[Guest blog post written by Tara Susman-Peña, Senior Research Officer for Internews]
We are in our last day in Dadaab; just a few more hours until our release from the barbed-wire gates of the DMO compound back into the world.
The second week here, which included 4 days of data collection and a half-day of wrap-up and feedback from the enumerators, was fascinating to watch from a distance. Stuck in the compound, unable to go into the camps to observe directly, we sent two of the supervisors out with cameras each day, and asked them to try to capture what it felt like to be in the camps. So our insights come from:
- Supervisors’ photographs of the camps, which reveal what they think is important or what they think we wanted to see. Some were really great, showing a bit of a photojournalistic eye: kids playing outside, women gathering water in big plastic jugs, survey interviews being conducted. Other photos depicted supervisors in various supervisory poses: recording in log sheets, arms akimbo at the entrance of the camp. One took about 10 pictures, from various angles, of the hired vehicle that brought them to the camp.
- The paper surveys, which diminished in number and improved in quality each day. Watch for the upcoming blog “The Dadaab Learning Curve,” which charts the use of the paper surveys and phones over the four days of data collection.
- The data from the mobile phone surveys, which we have yet to analyze, in addition to the digital data from the paper surveys. All will be analyzed together.
Some basic successes
No one dropped or lost any of the phones! None of the phones malfunctioned! Even better, not many of the refugees who were asked refused to participate in the survey. Most of the enumerators seemed, at least by the end, to understand the project. We hit, and in fact exceeded, our sample size. And despite their repeatedly voiced concerns, happily, there were no threats to the enumerators’ security.
The real tests of the pilot's success will be:
- The final integration of the data from the paper surveys with the mobile phone data
- The quality of insights we are able to glean from the survey data
- The degree to which Internews is able to act upon the information gained from the pilot, at two levels:
- Internews’ ongoing humanitarian radio project in Dadaab
- Rolling out the mobile data toolkit for real.
Some basic challenges
It is hard for interviewees understand what “information needs” are (no matter how the idea is phrased). When they do understand, people don’t seem to care much about their access to information; I don’t know that we’ve done a good enough job at making the case. Information is the glue that holds everything together, after all. But it’s hard to focus on what holds everything together when you are focused on basic material needs.

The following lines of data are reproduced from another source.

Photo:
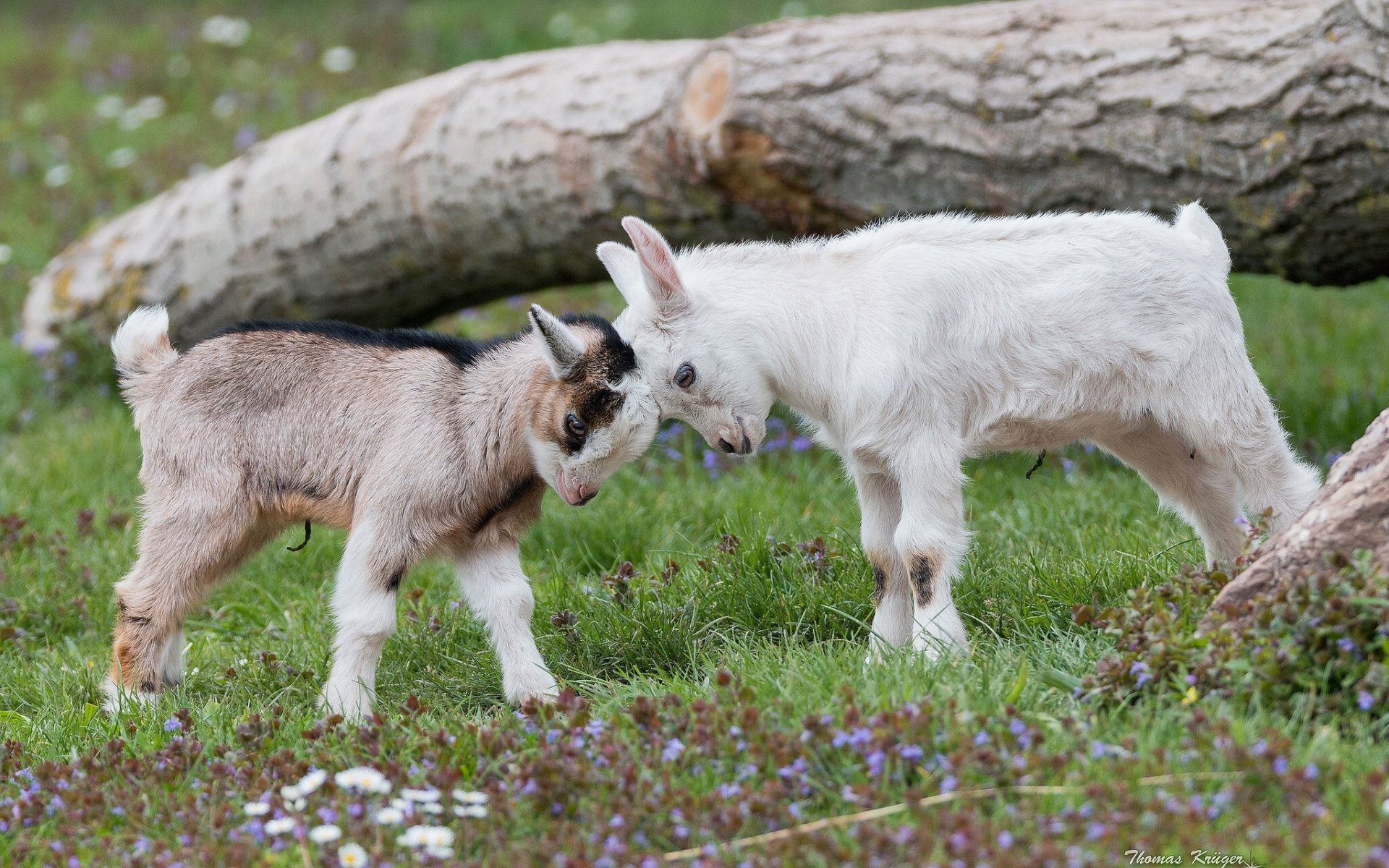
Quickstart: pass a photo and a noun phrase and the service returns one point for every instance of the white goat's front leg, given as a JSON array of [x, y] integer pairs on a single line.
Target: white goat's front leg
[[365, 610], [499, 593], [931, 540], [880, 503]]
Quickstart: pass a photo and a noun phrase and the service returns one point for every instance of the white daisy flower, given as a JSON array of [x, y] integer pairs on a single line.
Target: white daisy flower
[[339, 59], [281, 825], [391, 817], [324, 833], [152, 107], [312, 781], [122, 157], [352, 856], [363, 780]]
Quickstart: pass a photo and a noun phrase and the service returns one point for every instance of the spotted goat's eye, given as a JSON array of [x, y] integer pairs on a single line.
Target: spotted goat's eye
[[685, 375]]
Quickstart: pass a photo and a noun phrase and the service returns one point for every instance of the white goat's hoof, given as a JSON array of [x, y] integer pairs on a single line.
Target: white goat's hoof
[[540, 686]]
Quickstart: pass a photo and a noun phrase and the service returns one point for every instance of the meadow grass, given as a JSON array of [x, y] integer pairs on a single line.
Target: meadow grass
[[749, 569]]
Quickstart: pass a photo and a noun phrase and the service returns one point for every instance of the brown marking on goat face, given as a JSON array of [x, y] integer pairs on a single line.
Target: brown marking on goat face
[[585, 391], [924, 569]]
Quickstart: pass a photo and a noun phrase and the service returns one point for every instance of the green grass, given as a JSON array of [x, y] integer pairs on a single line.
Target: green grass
[[794, 634]]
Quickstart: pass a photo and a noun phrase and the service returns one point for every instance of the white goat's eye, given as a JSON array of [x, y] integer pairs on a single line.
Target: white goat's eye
[[685, 375]]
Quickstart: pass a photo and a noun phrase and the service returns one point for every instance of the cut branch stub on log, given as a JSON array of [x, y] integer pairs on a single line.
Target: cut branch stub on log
[[1351, 514], [504, 175]]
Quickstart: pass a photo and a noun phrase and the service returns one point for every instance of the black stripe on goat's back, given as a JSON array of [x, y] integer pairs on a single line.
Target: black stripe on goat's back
[[617, 354], [459, 350]]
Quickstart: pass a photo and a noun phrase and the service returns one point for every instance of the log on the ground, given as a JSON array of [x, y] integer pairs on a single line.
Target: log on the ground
[[502, 175], [1349, 516]]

Another big challenge in this pilot was the refugees’ unanticipated reaction to a series of questions about getting information from and giving information to the government. To the people in the camps, the Kenyan government = the local police = people who mistreat and harm the refugees. Many refused to answer any questions about the government and even asked if this survey was Internews’ way of doing a criminal investigation. I surveyed the enumerators, and 11 out of 22 of them perceived these types of questions to be a problem for people to answer.
So this afternoon, back to Nairobi, and then soon back to DC, to take a step back and take stock of what we have learned here and what the next steps will be.